Grant knew that he had been lucky in his opposition. From observing Gideon Pillow in Mexico, Grant considered him especially inept. When he learned that Pillow, now a Confederate general, had also slipped away on a small boat, Grant said he was happy to see him go. Pillow would be more useful to the North by fighting for the rebels than he would have been as a prisoner of war.
• • •
The following year, Grant learned that he was less surefooted politically than on the battlefield.
By December 1862, he had become frustrated by persistent smuggling and speculation in cotto
n supplies within his command. He understood that President Lincoln wanted to revive trade in captured areas as a way to win back Southern loyalty. But as a result, merchants were swearing allegiance to the Union, then using their profits to keep the Confederate army from collapse.
Drawing on random examples and hearsay, Grant issued a blunt decree:
“The Jews, as a class violating every regulation of trade established by the Treasury Department and also department orders, are hereby expelled from the department within twenty-four hours from the receipt of this order.”
Grant’s General Order No. 11 covered the territory from Cairo, Illinois, south to northern Mississippi and from the Mississippi River to the Tennessee River. Grant warned that any Jews returning to the area would be arrested and jailed, then expelled as prisoners.
Grant did not want to listen to appeals. He forbade the issuing of permits to “these people” to visit headquarters for personal applications.
To underscore his determination, Grant had wired to a subordinate: “Refuse all permits to come south of Jackson for the present. The Israelites especially should be kept out.”

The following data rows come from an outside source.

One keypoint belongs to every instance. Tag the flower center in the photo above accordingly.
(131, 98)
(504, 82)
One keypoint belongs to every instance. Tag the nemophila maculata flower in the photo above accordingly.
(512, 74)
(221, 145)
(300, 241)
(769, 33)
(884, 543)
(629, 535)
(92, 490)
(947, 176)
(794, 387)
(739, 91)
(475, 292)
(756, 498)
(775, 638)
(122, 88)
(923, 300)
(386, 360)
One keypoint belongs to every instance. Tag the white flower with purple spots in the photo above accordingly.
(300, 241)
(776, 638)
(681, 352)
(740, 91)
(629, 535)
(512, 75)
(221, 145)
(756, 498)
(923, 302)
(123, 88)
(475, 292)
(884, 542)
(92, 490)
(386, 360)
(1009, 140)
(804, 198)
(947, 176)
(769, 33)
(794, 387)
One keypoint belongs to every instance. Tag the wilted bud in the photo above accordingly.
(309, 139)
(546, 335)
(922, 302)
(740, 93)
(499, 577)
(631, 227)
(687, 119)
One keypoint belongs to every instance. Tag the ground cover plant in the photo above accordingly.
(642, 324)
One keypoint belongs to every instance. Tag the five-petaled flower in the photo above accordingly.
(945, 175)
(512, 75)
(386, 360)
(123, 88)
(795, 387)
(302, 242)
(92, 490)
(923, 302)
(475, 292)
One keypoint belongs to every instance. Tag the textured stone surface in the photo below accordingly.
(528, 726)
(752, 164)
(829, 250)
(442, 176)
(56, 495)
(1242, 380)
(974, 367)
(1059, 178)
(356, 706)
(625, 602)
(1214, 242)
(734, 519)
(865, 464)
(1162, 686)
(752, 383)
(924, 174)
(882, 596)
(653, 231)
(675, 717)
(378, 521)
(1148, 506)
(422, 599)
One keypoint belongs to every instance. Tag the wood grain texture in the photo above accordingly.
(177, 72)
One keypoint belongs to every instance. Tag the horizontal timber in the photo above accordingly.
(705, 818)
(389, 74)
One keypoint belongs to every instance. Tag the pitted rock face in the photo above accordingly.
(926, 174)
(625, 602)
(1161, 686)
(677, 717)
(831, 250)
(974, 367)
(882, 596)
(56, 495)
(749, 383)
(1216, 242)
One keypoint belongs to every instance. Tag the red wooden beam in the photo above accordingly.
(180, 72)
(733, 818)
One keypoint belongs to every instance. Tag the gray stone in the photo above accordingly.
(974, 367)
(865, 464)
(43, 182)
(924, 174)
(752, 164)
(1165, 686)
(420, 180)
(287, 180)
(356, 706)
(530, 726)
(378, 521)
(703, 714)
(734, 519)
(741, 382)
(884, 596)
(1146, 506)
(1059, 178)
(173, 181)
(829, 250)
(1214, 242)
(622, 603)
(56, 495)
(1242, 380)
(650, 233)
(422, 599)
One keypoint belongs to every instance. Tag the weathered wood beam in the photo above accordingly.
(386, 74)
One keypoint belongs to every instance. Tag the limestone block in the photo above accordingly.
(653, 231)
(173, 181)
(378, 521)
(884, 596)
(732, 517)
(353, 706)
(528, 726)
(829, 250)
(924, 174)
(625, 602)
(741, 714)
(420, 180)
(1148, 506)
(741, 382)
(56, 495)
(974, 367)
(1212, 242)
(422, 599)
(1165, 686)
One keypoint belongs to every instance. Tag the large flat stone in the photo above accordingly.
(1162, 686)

In protesting their banishment, Jews got assistance from an unexpected quarter. Hours after Grant issued his decree, Nathan Forrest swept down on Grant’s rear supply area north of Jackson, Tennessee, cutting telegraph lines and tearing up fifty miles of Mobile & Ohio railroad track.
The attack surprised Grant, and during Forrest’s raid his men outfought the far larger Union forces and left behind twenty-five hundred casualties.
By the time Grant’s telegram could reach Paducah, Kentucky, one of the Jews marked for expulsion had already ridden to Washington, secured an interview with the president, and informed him of Grant’s decree. At once, Lincoln directed General Henry Halleck to rescind it.